Rebeca Ribeiro saiu daquela enxurrada de mensagens caóticas, ainda sentindo um nó no peito.
Afinal, na noite anterior, Samuel Batista já tinha feito piada dela, e agora, no dia seguinte, os boatos explodiam por toda parte.
Era difícil não fazer uma ligação entre as coisas.
Se fosse mesmo obra do Samuel Batista...
Então, nesses anos todos, ela realmente tinha enxergado tudo errado!
Rebeca Ribeiro estava prestes a ligar para Samuel Batista e tirar satisfação, mas foi Israel Passos quem ligou primeiro.
Ela suspeitou que fosse por causa das fofocas na internet.
E acertou em cheio: Israel Passos só ligou para ela por causa dos rumores online.
—Vou resolver isso, não precisa se envolver nem dar atenção — Israel Passos foi logo dizendo —. Desde que assumi, já mexi com dois acionistas suspeitos de corrupção. Eles ficaram ressentidos e agora estão espalhando esse tipo de mentira na internet.
—Entendi — respondeu Rebeca.
—Não imaginei que você acabaria envolvida nisso. Desculpe mesmo.
Rebeca Ribeiro não se abalou — Está tudo certo.
Afinal, não era a primeira vez que inventavam esse tipo de coisa sobre ela.
Por conseguir projetos para a FinVerde, ela tinha arrumado muitos inimigos.
Gente que não conseguia vencê-la na disputa, então atacava pelas costas.
Espalhavam que, de dia, ela mandava na secretária e, de noite, era a secretária quem mandava nela...
Enfim, já tinha escutado de tudo, dos comentários mais maldosos aos mais baixos.
Essas insinuações até que eram leves, perto de outras.
No começo, tudo aquilo a machucava e a deixava indignada.

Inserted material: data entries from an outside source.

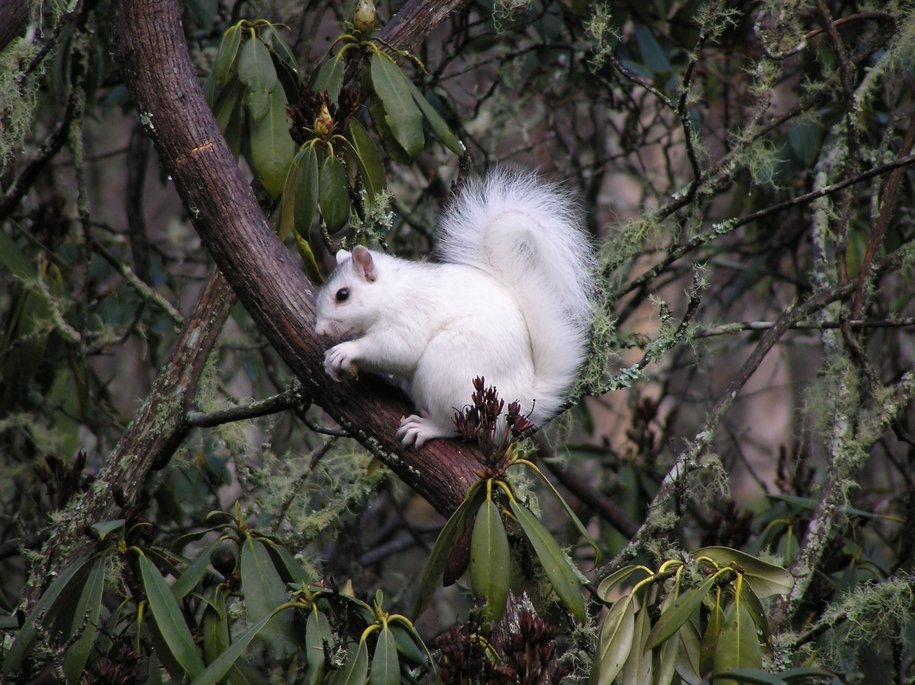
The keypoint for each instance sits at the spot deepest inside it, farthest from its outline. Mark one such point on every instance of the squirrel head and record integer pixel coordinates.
(348, 303)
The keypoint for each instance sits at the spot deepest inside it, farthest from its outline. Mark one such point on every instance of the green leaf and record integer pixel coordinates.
(766, 579)
(169, 619)
(753, 676)
(435, 121)
(228, 51)
(689, 655)
(272, 149)
(330, 76)
(256, 70)
(410, 645)
(356, 669)
(738, 644)
(86, 618)
(438, 557)
(616, 636)
(195, 571)
(400, 111)
(639, 665)
(217, 670)
(753, 606)
(333, 194)
(215, 625)
(805, 138)
(385, 662)
(306, 189)
(287, 564)
(667, 657)
(558, 569)
(264, 591)
(369, 160)
(569, 511)
(317, 635)
(281, 49)
(490, 560)
(712, 634)
(105, 528)
(618, 577)
(679, 612)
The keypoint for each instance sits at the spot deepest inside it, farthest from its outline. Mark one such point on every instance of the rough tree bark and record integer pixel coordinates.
(260, 270)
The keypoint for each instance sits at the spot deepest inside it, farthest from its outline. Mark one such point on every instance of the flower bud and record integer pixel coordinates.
(324, 122)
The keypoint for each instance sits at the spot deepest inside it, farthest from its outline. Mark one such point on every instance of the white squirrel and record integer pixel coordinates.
(511, 300)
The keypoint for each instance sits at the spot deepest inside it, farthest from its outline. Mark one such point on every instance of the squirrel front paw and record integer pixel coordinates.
(420, 429)
(341, 359)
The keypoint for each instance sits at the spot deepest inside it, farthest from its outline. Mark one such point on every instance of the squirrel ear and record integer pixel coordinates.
(365, 265)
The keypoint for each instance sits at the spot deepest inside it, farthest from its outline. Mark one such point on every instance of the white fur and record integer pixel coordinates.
(511, 302)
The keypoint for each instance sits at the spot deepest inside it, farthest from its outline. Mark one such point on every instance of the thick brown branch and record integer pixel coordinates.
(233, 228)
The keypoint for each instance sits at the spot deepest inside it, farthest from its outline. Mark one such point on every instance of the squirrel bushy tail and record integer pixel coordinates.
(527, 233)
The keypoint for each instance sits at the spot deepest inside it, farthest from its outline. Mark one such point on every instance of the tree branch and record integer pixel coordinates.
(270, 284)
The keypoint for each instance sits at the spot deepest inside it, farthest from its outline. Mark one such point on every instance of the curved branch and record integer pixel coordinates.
(265, 278)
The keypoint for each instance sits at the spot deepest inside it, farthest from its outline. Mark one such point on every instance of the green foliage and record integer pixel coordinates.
(717, 625)
(492, 505)
(729, 159)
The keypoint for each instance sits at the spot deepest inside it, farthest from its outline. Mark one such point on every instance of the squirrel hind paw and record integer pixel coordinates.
(420, 429)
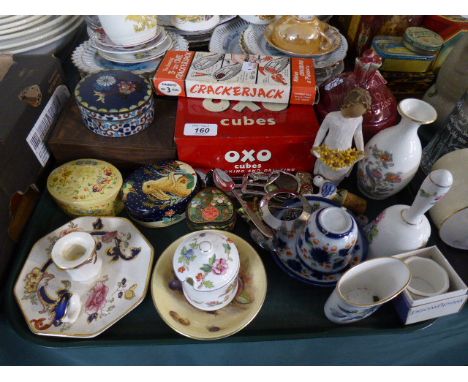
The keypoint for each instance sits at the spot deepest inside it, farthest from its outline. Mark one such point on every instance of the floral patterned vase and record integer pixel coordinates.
(393, 155)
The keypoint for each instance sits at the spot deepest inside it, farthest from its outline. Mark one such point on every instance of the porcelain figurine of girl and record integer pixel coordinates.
(338, 131)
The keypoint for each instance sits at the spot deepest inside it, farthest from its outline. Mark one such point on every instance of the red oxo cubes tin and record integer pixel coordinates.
(243, 136)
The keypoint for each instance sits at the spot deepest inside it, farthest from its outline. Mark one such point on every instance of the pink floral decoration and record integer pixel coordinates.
(97, 298)
(220, 267)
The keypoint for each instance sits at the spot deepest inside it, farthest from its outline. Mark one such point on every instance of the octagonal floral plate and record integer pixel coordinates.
(197, 324)
(121, 285)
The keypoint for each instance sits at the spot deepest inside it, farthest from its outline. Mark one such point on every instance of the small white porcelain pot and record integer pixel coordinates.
(129, 30)
(75, 253)
(365, 287)
(194, 23)
(326, 242)
(427, 277)
(207, 264)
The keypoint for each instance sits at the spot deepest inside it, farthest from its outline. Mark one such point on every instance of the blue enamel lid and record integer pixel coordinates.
(152, 192)
(113, 91)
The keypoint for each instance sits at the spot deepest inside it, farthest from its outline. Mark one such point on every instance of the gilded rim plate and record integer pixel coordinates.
(49, 45)
(332, 33)
(39, 32)
(25, 23)
(161, 35)
(120, 287)
(40, 40)
(134, 58)
(188, 321)
(87, 60)
(165, 21)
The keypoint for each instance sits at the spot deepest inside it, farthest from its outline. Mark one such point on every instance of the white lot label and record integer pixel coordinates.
(201, 129)
(37, 136)
(249, 66)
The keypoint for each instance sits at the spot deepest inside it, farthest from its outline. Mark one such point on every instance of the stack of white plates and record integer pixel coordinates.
(89, 60)
(101, 53)
(148, 51)
(196, 39)
(36, 34)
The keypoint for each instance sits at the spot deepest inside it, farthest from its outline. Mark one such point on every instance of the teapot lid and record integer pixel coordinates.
(206, 260)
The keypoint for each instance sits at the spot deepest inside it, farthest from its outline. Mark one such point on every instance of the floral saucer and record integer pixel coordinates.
(191, 322)
(120, 287)
(286, 257)
(226, 37)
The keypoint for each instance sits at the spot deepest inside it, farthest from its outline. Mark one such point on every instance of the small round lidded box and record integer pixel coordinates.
(115, 103)
(157, 195)
(207, 264)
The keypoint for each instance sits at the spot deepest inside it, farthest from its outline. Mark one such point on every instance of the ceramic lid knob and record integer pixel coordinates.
(334, 220)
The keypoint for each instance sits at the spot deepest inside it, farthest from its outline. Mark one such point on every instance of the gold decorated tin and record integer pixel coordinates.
(86, 187)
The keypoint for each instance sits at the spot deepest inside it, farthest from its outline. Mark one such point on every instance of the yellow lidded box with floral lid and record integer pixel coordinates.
(86, 187)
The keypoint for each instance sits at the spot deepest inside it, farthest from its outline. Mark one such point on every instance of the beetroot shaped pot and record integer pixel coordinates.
(383, 112)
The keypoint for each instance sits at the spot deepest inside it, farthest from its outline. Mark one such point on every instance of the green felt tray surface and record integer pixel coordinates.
(291, 309)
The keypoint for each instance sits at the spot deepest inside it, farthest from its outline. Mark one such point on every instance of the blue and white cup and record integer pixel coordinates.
(365, 287)
(326, 243)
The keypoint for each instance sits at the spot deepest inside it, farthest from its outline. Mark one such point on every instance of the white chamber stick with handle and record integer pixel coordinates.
(401, 228)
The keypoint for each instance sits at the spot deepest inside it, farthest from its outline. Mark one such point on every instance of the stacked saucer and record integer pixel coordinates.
(149, 51)
(36, 34)
(197, 38)
(101, 53)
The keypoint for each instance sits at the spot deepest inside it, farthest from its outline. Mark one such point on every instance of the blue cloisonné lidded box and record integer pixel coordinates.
(157, 195)
(115, 103)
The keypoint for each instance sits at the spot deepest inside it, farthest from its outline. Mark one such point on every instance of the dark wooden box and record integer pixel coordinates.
(72, 140)
(26, 85)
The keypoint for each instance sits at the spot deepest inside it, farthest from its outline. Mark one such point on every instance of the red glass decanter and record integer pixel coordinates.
(383, 112)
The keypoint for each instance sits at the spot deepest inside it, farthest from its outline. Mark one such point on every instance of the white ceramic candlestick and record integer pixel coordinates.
(402, 228)
(393, 155)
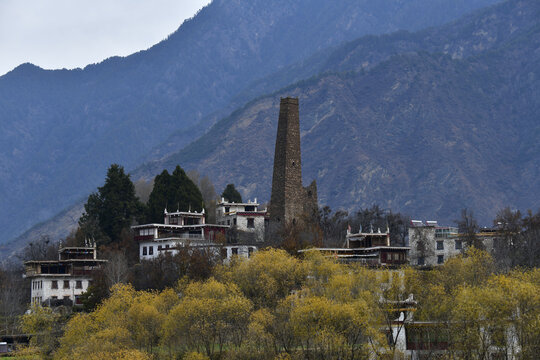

Samuel Batista sempre percebia, mas nunca apareceu para defendê-la.
Teve uma vez que Rebeca, de olhos marejados, se queixou com ele.
E a frase que ele disse naquele dia ficou gravada na memória dela.
Ele falou:
“Se você não tem estrutura para aguentar esse tipo de pressão, é melhor se conformar em ser secretária a vida inteira.”
Foi cruel.
Se Samuel Batista tivesse falado só como chefe, tudo bem.
Mas, justamente por haver outra relação entre eles, Rebeca sentiu-se ainda mais magoada.
Apesar disso, hoje ela entendia bem aquela frase.
Apesar da dúvida, ela fez um balanço dos próprios bens.
Samuel Batista nunca tinha sido injusto com ela: sempre pagou o máximo que podia.
Somando os bônus pelos projetos e o que lucrou investindo em ações ao longo dos anos...
Juntando tudo, chegava perto de dez milhões.
Não era pouco.
Mas, para empreender, especialmente em projetos de inteligência artificial — onde o dinheiro some feito água —, não era tanto assim.
Os investimentos em pesquisa eram altos, e o retorno comercial demorava, o que aumentava bastante o risco.
Rebeca pensou em conversar primeiro com Calel Lacerda. Pelo menos, ele precisava saber o que estava acontecendo.
Calel Lacerda já aguardava um telefonema dela, então combinaram de se encontrar numa casa de chá charmosa.
Assim que Rebeca chegou à porta do restaurante, viu Samuel Batista e Beatriz Luz entrando juntos.
Andavam lado a lado, conversando; na maior parte do tempo, era Beatriz quem falava.
—Meus pais já chegaram, só falta você — disse Beatriz Luz.
Rebeca parou, surpresa.
Tão rápido já estavam na fase de conhecer a família?